According to The Hill, Kaine believes federal prosecutors are looking seriously at charges against Trump, although he doesn’t have any inside information about what they may be working on.  

 “My intuition is that they are” looking carefully at whether Trump broke the law, he said. “My sense is they’re looking [at] everything in a diligent way and they haven’t made a decision.” 

 “I believe there are federal statutes that are very much implicated” by Trump’s efforts to overturn President Biden’s victory in the 2020 election, Kaine added.  

 Senator Sherrod Brown (D-Ohio) said, “I think anybody who it’s proven had a role in the planning of [the Jan. 6 attack] should be prosecuted—not just the people who broke in and smashed the window in my office and others.” 

 “I think anybody that’s shown to have had a role in its planning absolutely should be prosecuted,” he added. “I mean it was treason, it was trying to overturn an election through violent means.”  

 Asked whether Trump broke the law, Brown said “I’m not going to say he’s guilty before I see evidence,” but he also said there’s “a lot of evidence that he was complicit.”  

 Garland gave Democrats a tantalizing hint when he announced the day before the first anniversary of the January 6 attack that he would prosecute those responsible “at any level” for what he called “the assault on our democracy.” 

“The Justice Department remains committed to holding all January 6 perpetrators, at any level, accountable under law—whether they were present that day or were otherwise criminally responsible,” he said.  

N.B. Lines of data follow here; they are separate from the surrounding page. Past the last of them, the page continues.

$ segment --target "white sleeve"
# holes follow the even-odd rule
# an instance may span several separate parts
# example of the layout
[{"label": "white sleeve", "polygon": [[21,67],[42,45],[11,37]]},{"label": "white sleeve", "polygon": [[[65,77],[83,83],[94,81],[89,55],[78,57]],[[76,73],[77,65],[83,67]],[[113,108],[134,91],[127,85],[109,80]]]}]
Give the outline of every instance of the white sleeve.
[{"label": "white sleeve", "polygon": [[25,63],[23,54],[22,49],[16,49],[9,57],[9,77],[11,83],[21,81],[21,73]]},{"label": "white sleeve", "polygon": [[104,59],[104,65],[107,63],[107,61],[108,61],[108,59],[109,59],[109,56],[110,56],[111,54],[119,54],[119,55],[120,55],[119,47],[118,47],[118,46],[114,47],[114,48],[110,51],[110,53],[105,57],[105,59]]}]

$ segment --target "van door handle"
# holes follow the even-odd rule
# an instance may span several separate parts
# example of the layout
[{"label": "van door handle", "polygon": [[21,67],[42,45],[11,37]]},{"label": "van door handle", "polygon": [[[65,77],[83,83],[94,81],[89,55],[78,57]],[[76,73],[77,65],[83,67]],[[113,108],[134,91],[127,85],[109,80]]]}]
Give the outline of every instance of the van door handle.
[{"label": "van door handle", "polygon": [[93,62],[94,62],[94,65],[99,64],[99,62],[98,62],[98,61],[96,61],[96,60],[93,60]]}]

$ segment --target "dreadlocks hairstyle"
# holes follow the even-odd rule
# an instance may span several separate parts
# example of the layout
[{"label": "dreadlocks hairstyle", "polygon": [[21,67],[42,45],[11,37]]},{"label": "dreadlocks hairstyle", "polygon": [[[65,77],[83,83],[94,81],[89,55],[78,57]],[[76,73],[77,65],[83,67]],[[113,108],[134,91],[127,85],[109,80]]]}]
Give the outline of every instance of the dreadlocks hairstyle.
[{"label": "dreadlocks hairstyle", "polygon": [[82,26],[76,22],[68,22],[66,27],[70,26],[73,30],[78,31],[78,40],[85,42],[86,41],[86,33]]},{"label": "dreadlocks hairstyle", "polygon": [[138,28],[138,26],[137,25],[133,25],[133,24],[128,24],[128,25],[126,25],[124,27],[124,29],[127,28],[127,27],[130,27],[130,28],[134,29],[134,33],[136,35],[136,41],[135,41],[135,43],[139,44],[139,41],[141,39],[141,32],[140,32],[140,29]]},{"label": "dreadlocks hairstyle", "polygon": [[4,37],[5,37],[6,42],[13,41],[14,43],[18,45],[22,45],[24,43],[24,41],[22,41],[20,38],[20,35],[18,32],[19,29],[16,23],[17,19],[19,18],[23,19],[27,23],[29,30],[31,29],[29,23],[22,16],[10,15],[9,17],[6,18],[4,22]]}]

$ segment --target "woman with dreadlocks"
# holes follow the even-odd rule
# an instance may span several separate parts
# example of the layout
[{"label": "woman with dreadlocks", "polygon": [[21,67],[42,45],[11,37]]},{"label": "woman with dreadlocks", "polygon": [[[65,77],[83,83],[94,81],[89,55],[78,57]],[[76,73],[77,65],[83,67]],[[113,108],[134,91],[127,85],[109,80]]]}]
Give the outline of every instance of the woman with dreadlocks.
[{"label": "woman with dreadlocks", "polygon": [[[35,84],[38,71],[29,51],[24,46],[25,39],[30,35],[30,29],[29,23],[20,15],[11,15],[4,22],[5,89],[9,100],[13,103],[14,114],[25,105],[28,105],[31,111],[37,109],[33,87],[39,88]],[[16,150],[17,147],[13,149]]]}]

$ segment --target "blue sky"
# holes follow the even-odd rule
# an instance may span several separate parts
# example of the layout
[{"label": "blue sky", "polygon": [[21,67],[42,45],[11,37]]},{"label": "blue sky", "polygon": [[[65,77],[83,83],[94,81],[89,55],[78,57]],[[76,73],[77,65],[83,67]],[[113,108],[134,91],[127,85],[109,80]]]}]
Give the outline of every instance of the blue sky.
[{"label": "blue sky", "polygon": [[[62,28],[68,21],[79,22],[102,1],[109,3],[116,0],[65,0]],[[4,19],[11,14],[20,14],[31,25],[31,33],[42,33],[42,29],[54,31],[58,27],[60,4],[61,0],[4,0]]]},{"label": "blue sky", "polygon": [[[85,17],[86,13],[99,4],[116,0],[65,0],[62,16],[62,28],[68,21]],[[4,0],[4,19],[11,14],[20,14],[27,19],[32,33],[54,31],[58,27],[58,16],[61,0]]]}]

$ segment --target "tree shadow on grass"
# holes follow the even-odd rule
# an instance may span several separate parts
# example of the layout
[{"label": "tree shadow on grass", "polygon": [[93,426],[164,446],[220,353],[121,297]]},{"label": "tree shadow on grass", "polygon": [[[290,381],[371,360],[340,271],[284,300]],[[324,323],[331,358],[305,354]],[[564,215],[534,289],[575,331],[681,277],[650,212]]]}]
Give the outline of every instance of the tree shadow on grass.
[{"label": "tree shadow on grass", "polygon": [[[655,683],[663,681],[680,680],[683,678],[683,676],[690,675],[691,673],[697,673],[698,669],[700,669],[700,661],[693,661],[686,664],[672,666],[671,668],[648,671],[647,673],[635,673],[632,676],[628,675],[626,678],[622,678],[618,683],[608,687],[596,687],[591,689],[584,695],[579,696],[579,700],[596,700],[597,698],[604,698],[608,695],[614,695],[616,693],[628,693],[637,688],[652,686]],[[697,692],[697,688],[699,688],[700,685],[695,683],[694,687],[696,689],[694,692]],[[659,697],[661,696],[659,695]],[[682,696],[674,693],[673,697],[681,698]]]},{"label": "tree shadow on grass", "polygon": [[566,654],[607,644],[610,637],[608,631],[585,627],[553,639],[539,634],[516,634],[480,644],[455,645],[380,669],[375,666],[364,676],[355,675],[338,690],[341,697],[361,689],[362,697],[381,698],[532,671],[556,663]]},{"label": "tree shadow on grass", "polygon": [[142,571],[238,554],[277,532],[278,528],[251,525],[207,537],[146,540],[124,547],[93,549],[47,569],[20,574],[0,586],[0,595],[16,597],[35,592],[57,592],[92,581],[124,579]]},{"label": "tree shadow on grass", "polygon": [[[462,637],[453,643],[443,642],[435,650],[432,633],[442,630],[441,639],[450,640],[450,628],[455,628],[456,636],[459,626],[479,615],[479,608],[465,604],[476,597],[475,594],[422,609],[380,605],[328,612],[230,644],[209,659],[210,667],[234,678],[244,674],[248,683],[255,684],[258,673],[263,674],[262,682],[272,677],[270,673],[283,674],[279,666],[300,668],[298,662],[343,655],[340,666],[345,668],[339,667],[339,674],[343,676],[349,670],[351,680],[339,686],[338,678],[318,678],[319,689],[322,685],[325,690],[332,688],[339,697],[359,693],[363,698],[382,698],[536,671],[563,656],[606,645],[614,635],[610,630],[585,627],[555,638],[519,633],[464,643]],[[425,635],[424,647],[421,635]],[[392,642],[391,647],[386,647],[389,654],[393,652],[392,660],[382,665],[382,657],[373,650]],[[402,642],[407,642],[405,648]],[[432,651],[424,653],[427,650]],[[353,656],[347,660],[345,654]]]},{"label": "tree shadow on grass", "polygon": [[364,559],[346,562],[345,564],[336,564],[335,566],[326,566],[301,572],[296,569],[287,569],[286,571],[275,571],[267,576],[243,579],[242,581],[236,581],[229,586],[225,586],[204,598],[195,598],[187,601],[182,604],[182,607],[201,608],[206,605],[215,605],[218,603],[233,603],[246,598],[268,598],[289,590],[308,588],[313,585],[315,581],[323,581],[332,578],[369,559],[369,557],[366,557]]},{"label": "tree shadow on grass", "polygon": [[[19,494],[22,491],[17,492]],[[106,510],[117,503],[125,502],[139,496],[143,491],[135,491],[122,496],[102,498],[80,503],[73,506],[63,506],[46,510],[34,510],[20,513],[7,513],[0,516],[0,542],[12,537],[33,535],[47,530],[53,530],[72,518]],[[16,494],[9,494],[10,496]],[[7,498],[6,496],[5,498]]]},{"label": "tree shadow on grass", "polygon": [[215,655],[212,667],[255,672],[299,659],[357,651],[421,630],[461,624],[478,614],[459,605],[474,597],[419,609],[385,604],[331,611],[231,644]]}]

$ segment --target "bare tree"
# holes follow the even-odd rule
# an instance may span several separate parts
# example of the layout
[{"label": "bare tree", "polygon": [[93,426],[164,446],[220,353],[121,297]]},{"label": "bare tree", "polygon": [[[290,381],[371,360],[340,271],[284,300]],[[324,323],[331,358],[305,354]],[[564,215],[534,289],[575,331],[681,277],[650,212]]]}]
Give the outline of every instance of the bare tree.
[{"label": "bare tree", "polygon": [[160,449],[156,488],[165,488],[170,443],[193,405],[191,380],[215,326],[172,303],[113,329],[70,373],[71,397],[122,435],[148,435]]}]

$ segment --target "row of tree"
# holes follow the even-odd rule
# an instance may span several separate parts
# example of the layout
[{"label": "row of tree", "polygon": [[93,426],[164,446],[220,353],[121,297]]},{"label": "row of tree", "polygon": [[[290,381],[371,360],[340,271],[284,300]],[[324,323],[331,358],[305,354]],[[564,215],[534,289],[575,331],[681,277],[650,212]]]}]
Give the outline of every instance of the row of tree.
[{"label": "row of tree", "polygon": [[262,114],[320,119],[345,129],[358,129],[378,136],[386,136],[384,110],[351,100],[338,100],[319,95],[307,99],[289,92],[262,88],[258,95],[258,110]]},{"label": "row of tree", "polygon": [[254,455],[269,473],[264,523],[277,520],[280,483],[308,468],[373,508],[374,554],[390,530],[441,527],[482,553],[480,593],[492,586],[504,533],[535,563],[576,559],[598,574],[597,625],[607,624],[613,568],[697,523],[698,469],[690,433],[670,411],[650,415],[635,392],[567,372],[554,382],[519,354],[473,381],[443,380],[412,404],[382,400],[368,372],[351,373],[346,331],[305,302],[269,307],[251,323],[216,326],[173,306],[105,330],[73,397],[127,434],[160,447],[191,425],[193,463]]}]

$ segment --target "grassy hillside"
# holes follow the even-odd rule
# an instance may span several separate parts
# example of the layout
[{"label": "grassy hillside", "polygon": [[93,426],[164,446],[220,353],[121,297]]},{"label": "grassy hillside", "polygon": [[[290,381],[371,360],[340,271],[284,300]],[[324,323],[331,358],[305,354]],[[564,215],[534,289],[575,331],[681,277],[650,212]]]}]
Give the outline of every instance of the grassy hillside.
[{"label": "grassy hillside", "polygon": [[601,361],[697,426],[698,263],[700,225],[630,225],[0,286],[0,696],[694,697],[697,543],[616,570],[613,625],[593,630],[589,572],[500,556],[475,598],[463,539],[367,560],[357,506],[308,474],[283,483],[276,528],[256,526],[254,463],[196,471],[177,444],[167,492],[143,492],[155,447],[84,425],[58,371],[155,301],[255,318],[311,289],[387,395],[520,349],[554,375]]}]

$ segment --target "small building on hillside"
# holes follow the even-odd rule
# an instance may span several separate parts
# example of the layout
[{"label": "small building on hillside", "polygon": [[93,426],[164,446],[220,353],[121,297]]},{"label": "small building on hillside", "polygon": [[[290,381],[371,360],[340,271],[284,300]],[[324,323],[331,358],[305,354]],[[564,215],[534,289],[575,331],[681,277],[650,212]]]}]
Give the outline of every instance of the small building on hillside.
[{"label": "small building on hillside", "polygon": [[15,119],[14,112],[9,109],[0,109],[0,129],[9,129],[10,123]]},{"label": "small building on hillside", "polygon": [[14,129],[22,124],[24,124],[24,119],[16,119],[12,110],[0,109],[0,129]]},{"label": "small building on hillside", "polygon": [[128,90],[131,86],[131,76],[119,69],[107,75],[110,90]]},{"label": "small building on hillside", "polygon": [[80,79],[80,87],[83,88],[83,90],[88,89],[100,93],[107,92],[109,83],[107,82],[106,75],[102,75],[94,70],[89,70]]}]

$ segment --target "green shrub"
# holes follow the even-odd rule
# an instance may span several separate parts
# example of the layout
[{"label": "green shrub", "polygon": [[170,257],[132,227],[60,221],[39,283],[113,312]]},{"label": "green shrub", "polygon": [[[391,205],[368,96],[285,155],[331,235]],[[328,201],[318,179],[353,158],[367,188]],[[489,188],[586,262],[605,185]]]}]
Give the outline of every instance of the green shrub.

 It was a potentially significant statement from an attorney general who otherwise keeps his cards close to the vest.

 On the other side of the equation, a Democratic senator who requested anonymity to comment on the possibility of a federal prosecution of Trump warned that it would take only one pro-Trump juror to derail a conviction and that failure to win any case in court would have disastrous consequences.  

“If you pull the trigger on this one, you have to make sure that you don’t miss, because this is one if you miss it essentially validates the conduct,” the senator warned.